You are too naive about the FCC secrecy.
I've done an FCC submission. Have you?
As I pointed out, Apple has used the methods I talked about, in order to totally hide a new iPhone model until the day it was debuted.
This notion there all these demos of smartphones in 2006 doesn't ring right. I don't think Android etc would have been caught off guard so much if these other phones were out there.
They weren't caught off guard about future products with capacitive finger friendly screens. They were caught off guard by Apple's jump to production a year of everyone else.
And I don't think Apple is that concerned about being first to market.
You're right, which is why I didn't say they were concerned about first to market.
Jobs wanted to be seen as first to invent, which is why he broke with all his usual secrecy, and revealed an unfinished product six months ahead of going to market.
Isn't some fragmentation inevitable? The point is to keep it to a minimum. Could you produce a fragmentation infographic for Android as easily? No, it would be huge with 1000's of incompatible devices.
Not really. There's only a handful of basic screen resolutions and device feature sets.

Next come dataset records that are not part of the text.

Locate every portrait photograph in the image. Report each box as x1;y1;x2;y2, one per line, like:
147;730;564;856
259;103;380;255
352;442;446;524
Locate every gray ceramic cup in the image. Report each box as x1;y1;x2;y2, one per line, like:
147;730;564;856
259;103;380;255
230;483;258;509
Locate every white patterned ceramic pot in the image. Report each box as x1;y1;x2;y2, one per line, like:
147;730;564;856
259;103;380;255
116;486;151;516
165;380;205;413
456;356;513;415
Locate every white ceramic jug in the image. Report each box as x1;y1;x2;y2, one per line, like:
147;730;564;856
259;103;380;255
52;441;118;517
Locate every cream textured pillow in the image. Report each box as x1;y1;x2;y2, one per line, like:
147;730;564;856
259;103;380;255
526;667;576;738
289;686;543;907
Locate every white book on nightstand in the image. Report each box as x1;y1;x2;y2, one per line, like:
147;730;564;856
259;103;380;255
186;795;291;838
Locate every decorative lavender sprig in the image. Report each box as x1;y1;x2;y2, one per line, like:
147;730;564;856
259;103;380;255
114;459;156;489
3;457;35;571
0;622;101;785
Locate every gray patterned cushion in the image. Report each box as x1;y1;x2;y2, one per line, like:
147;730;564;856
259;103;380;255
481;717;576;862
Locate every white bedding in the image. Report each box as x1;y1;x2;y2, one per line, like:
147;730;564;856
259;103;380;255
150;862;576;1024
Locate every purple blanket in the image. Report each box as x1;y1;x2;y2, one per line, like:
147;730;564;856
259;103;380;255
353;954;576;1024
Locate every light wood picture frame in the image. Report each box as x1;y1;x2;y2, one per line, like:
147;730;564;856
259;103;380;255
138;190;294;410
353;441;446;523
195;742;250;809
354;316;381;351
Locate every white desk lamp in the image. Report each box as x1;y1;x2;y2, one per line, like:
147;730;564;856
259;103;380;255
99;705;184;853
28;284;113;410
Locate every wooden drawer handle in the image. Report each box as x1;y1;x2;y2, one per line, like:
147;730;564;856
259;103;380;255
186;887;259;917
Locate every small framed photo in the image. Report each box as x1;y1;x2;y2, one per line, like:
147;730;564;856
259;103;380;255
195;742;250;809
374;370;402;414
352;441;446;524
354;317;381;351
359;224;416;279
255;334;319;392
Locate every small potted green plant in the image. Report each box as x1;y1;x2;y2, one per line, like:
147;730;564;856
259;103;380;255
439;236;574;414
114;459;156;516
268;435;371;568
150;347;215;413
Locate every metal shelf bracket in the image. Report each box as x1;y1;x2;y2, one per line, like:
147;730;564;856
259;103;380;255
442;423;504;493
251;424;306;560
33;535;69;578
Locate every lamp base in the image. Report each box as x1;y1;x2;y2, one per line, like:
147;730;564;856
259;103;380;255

And, unlike the way iOS development was done for years, Android developers avoided hardcoding screen positions to the point of being dependent on exactly how many pixels a display had.
How do Android developers chose a version to support?
The same way that good iOS developers "choose": by supporting as many versions as you can.
Heck, most apps don't need anything beyond the most basic APIs, so they can easily work on even the oldest devices.
If/when you need a more recent feature, a good developer either uses an addon replacement library (Google often supplies those for older devices), and/or checks and uses a different option (common with both Android and iOS).